Deus nunca tenta o homem deste modo, pois nos diz São Tiago: (1, 13): Ninguém, quando é tentado, diga que Deus é que o tenta, pois Ele é incapaz de tentar para o mal. Mas quem tenta o homem é a própria carne, o diabo e o mundo.

  1. — b) Como e por quem é o homem tentado?

A carne tenta o homem de dois modos.

Primeiro, instigando o homem para o mal, pela procura dos gozos carnais, que são sempre ocasião de pecado. Quem permanece nos gozos carnais, negligencia as coisas espirituais. Diz-nos São Tiago: Cada um é tentado por sua própria concupiscência que o arrasta e seduz (Tg 1, 14).
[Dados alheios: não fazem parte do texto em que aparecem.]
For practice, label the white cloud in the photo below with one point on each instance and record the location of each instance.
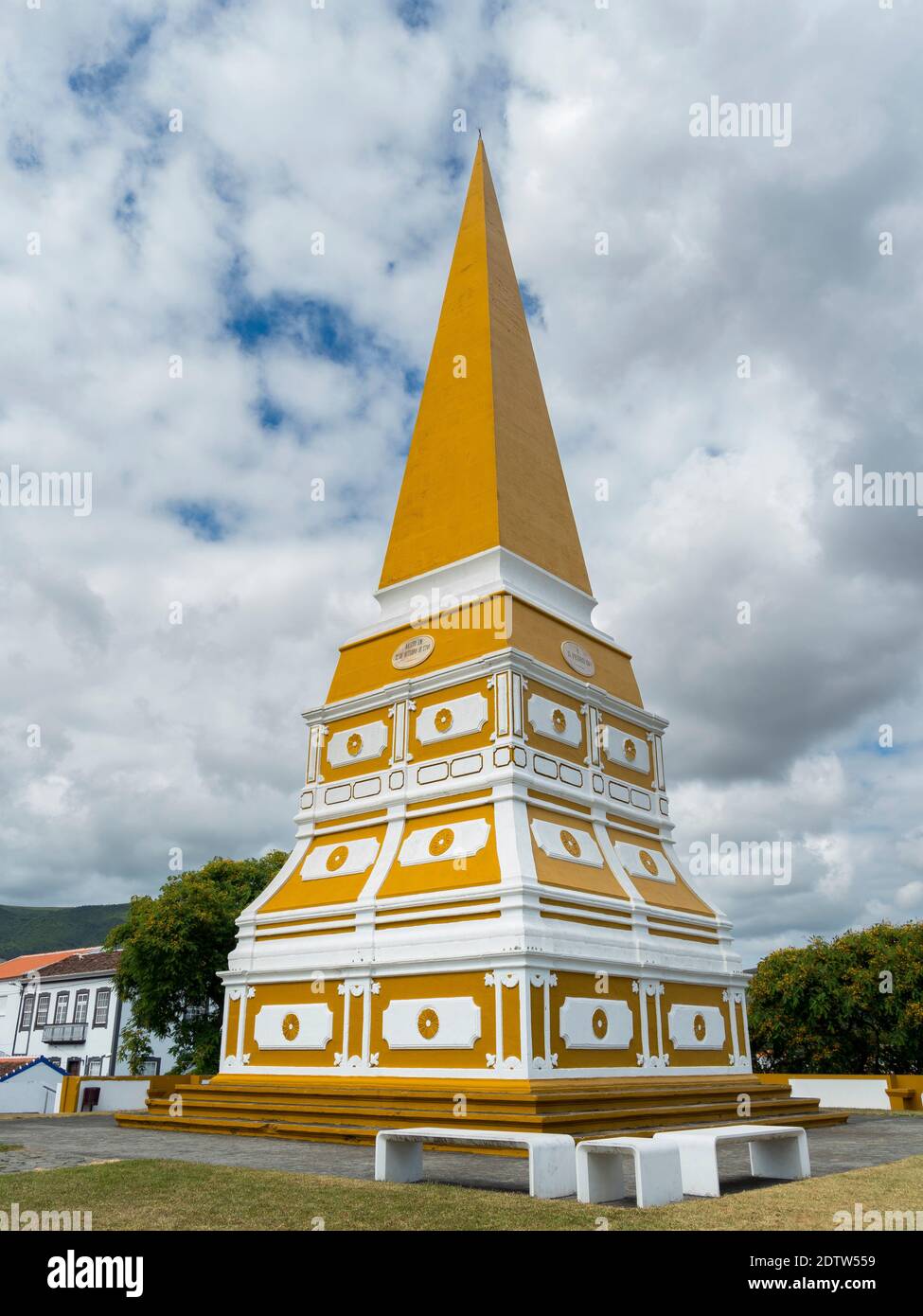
(300, 120)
Em segundo lugar, a carne nos tenta, desviando-nos do bem. Pois o espírito, por si mesmo, se deleita sempre com os bens espirituais; mas o peso da carne entrava o espírito. O corpo que se corrompe faz pesada a alma, diz o Livro da Sabedoria (9, 15) e São Paulo escreve aos romanos (7, 22): Pois me deleito na lei de Deus, segundo o homem interior; sinto, porém, nos meus membros outra lei, que repugna à lei de meu espírito e que me prende à lei do pecado, que está em meus membros.
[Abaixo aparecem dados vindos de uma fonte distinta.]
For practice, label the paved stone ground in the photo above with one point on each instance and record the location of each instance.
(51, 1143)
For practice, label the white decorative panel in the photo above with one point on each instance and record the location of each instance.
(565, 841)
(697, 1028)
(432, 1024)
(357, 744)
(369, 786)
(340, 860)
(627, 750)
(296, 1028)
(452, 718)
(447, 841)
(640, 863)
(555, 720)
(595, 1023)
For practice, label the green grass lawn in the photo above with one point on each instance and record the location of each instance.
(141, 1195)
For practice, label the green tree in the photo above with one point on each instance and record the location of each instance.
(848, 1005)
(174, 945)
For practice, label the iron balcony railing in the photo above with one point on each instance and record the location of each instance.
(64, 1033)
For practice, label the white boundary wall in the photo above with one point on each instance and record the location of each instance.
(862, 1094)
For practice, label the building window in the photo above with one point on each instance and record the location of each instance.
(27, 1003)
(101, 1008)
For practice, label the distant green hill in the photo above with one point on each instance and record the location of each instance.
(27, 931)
Esta tentação da carne é muito forte porque a carne, nossa inimiga, está ligada a nós. E como disse Boécio: «Nenhuma peste é tão nociva, quanto um inimigo familiar». Por isto é preciso estar vigilante contra a carne. Vigiai e orai, para não cairdes em tentação. (Mt 26, 41).
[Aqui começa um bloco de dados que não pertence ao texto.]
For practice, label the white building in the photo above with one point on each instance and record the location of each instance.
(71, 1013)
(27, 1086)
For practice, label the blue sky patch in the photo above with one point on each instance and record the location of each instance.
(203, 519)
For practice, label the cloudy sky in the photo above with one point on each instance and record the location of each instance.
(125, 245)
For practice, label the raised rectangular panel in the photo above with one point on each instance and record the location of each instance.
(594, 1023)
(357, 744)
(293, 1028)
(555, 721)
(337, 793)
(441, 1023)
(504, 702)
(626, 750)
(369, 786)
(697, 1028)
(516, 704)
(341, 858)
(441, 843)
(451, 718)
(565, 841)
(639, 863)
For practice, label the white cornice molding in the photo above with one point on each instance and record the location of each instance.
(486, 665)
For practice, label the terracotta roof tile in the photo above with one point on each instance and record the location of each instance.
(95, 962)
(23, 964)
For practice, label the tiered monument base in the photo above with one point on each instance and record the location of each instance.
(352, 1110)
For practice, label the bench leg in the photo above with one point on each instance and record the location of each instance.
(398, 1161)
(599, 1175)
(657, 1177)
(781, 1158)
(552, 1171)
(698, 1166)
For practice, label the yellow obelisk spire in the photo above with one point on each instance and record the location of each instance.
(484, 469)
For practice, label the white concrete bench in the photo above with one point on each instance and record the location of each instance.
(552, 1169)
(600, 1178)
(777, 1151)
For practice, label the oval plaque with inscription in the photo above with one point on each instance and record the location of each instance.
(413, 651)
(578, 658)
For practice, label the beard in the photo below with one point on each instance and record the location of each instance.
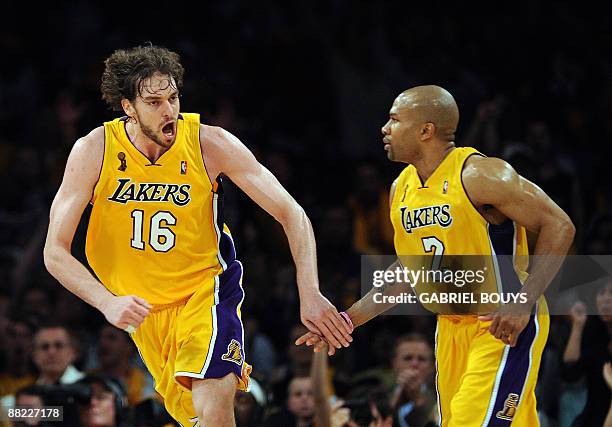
(153, 135)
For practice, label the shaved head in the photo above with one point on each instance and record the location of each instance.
(432, 104)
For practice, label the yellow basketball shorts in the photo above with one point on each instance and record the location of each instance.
(201, 337)
(482, 382)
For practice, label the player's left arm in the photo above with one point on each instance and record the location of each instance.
(493, 182)
(225, 154)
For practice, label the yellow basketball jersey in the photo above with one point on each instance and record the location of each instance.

  1. — Ora, uma vez a carne dominada, outro inimigo aparece, o diabo, contra quem é enorme nossa luta. Diz-nos São Paulo: (Ef 6, 12) — não temos que lutar contra a carne e o sangue apenas, mas sim contra os principados e potestades, contra os dominadores do mundo das trevas, contra os espíritos de malícia, espalhados pelos ares. Donde é o diabo expressamente chamado o tentador, como nos mostra São Paulo: (1 Ts 3,5): Não vos haja tentado aquele que tenta.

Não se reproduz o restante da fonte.